Rabu, 29 Januari 2014

Kebudayaan dan Identitas



Oleh : Erista Nur Amaliyanti

 
A.    Budaya dan kebudayaan
Dalam memahami suatu unsur-unsur budaya diperlukan adanya pemahaman mengenai hakikat atau definisi khusus tentang budaya dan kebudayaan.
a.                  Budaya
Secara etimologi, budaya terdiri dari serangkaian kata yang berarti budhi dan daya. Budhi yang berarti akal murni, dan daya yang berarti usaha. Dalam bahasa Inggris, kebudayaan disebut culture, yang berasal dari kata Latin yaitu Colere. Kata culture juga terkadang diterjemahkan sebagai “kultur” dalam bahasa Indonesia. Budaya juga berasal dari bahasa Sansekerta yaitu buddhayah[1], yang merupakan bentuk jamak dari buddhi (budi atau akal) diartikan sebagai hal-hal yang berkaitan dengan budi dan akal manusia.
Sedangkan dalam pemaknaan secara terminologinya, budaya adalah suatu pola hidup menyeluruh. yang bersifat kompleks, abstrak, dan luas. Budaya juga dapat dikatakan sebagai suatu cara hidup yang berkembang dan dimiliki bersama oleh sebuah kelompok orang dan diwariskan dari generasi ke generasi. Pewarisan budaya berlangsung melalui suatu transmisi sosial yang disebut “proses belajar mengajar”. Sedangkan perawatannya melalui proses penciptaan yang dapat berasal dari interaksi sosial berupa komunikasi.
Demikian luasnya pemaknaan budaya mempengaruhi orientasi nilai budaya dalam masyarakat. Disamping mempunyai hal-hal positif dalam karakteristiknya juga mempunyai segi-segi negatif apabila mempunyai penekanan yang terlalu. Contoh budaya dari suku Indian Yanomamo yang tinggal diperbatasan Venezuela  Brasilia.[2] Suku tersebut mempunyai adat yang kemungkinan besar dapat dinilai negatif oleh kebanyakan masyarakat, khususnya masyarakat Indonesia.
Bila putra yanomamo marah kepada orang tuanya maka putra tersebut dianjurkan untuk memukul, menampar bahkan menempeleng kepala orang tuanya sebagai wujud dari kemarahannya tersebut. Dan hal itu bagi mereka merupakan hal yang terpuji. Berbeda sekali dengan kebanyakan masyarakat pada umumnya, khususnya masyarakat Indonesia. Jika di Indobnesia aturan-aturan seperti yang ada di Yanomamo tersebut dipergunakan, dengan kata lain menggunakan kekerasan sebagai wujud penghormatan kepada orang tuanya. Maka bertolak belakang sekali dengan di indonesia. Sebab adat yang seperti itu tidak akan dapat diterima oleh sebagian besar warga masyarakat. Karena adat tersebut dinilai melanggar sistem sikap, nilai-nilai dan perilaku yang dimiliki.
Budaya memiliki beberapa fungsi. Pertama, budaya memiliki suatu peran dalam batas-batas tertentu; yaitu, mampu menciptakan perbedaan antara satu organisasi dengan organisasi yang lain. Kedua, mampu berfungsi untuk menyampaikan rasa identitas kepada anggota-anggota lainnya. Ketiga, budaya mempermudah penerusan komitmen hingga mencapai batasan yang lebih luas, melebihi batasan ketertarikan individu. Keempat, budaya mampu mendorong stabilitas sistem sosial.
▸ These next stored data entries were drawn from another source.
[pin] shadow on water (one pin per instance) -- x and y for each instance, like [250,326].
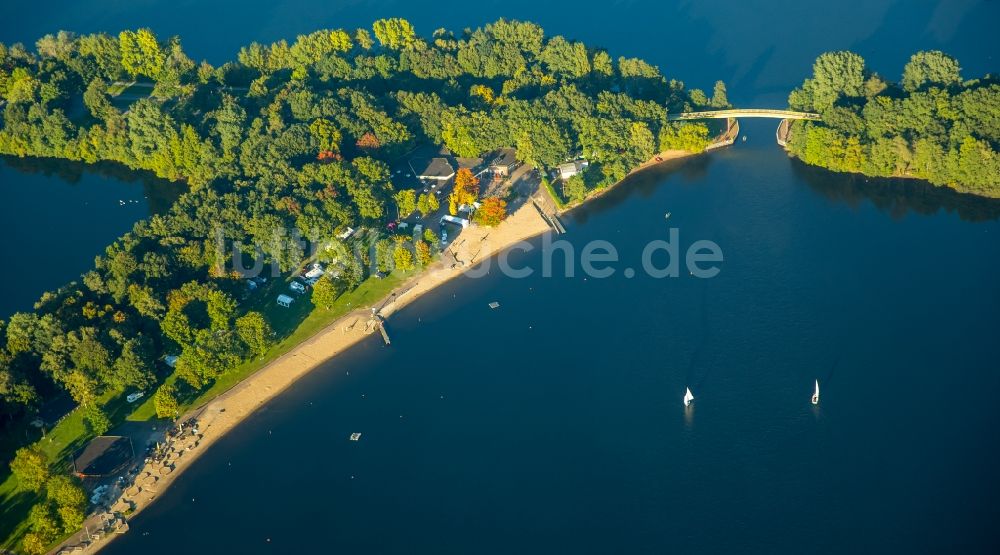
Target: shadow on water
[644,183]
[160,193]
[895,196]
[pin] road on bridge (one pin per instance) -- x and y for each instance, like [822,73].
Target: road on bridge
[744,113]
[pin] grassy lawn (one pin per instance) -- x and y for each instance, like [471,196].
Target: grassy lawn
[59,444]
[292,325]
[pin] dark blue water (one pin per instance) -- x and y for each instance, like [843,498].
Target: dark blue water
[56,216]
[554,423]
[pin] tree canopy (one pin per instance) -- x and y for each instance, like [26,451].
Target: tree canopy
[932,125]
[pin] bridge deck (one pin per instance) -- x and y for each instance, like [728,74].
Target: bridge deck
[744,113]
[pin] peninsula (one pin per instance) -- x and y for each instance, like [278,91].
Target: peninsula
[325,179]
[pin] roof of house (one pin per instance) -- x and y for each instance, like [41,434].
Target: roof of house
[505,157]
[103,455]
[470,163]
[572,167]
[434,168]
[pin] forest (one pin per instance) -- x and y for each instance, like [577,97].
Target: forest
[932,124]
[282,150]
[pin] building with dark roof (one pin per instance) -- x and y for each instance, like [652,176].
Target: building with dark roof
[504,162]
[438,169]
[103,456]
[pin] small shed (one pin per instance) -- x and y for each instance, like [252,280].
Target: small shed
[103,456]
[504,162]
[436,169]
[569,169]
[455,220]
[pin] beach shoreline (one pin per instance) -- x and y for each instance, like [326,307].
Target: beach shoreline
[222,414]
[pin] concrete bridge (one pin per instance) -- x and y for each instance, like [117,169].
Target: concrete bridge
[744,113]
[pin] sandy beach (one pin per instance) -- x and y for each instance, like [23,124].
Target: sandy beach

b.                  Kebudayaan
Setelah memahami istilah budaya, baik dari segi etimologi maupun terminologi, yakni mengenai kemampuan budaya dalam mempertahankan kebenaran yang dianggapnya benar itu merupakan salah satu bentuk kebudayaan.[3]
Menurut Andreas Eppink, kebudayaan mengandung keseluruhan pengertian nilai sosial, norma sosial, ilmu pengetahuan serta keseluruhan struktur-struktur sosial, religius, dan lain-lain. ditambah lagi segala pernyataan intelektual dan artistik yang menjadi ciri khas suatu masyarakat. Sedangkan menurut Edward Burnett Tylor, kebudayaan merupakan keseluruhan yang kompleks, yang di dalamnya terkandung pengetahuan, kepercayaan, kesenian, moral, hukum, adat istiadat, dan kemampuan-kemampuan lain yang didapat seseorang sebagai anggota masyarakat. Menurut Selo Soemardjan dan Soelaiman Soemardi, kebudayaan adalah sarana hasil karya, rasa, dan cipta masyarakat.[4]
Stabilitas dan perubahan dalam kebudayaan bersifat dinamis, bukan statis.[5] serta bersifat stabil akan tetapi juga senantiasa berubah. Perubahan kebudayaan dapat dipelajari dengan cara membandingkan keadaan sekarang dengan masa yang lampau. Contoh: Perubahan dalam diri setiap orang. Ketika seseorang melihat potret dirinya pada masa lampau dan dibandingkan dengan dirinya yang sekarang maka akan tampak jelas perubahan mode dari pakaiannya.
            Dari beberapa penjelasan diatas dapat diketahui bahwasannya perbedaan antara istilah budaya dengan kebudayaan ialah jika budaya lebih ditekankan pada cipta, karya, dan rasa yang menjunjung tinggi sebuah konsep ide dari akal sehingga mampu menciptakan sebuah hasil. Dan dari hasil inilah yang lantas pada akhirnya disebut dengan istilah kebudayaan.
                                                                                     
B.     Identitas
 Dalam pembahasan tentang identitas budaya seringkali dikacaukan dengan istilah identitas sosial. Identitas sosial terbentuk dari struktur sosial yang dibentuk dalam sebuah masyarakat. Sedangkan identitas budaya terbentuk melalui struktur kebudayaan suatu masyarakat. Dengan kata lain struktur budaya adalah pola-pola persepsi, berpikir dan perasaan, sedangkan struktur sosial adalah pola-pola perilaku social.[6]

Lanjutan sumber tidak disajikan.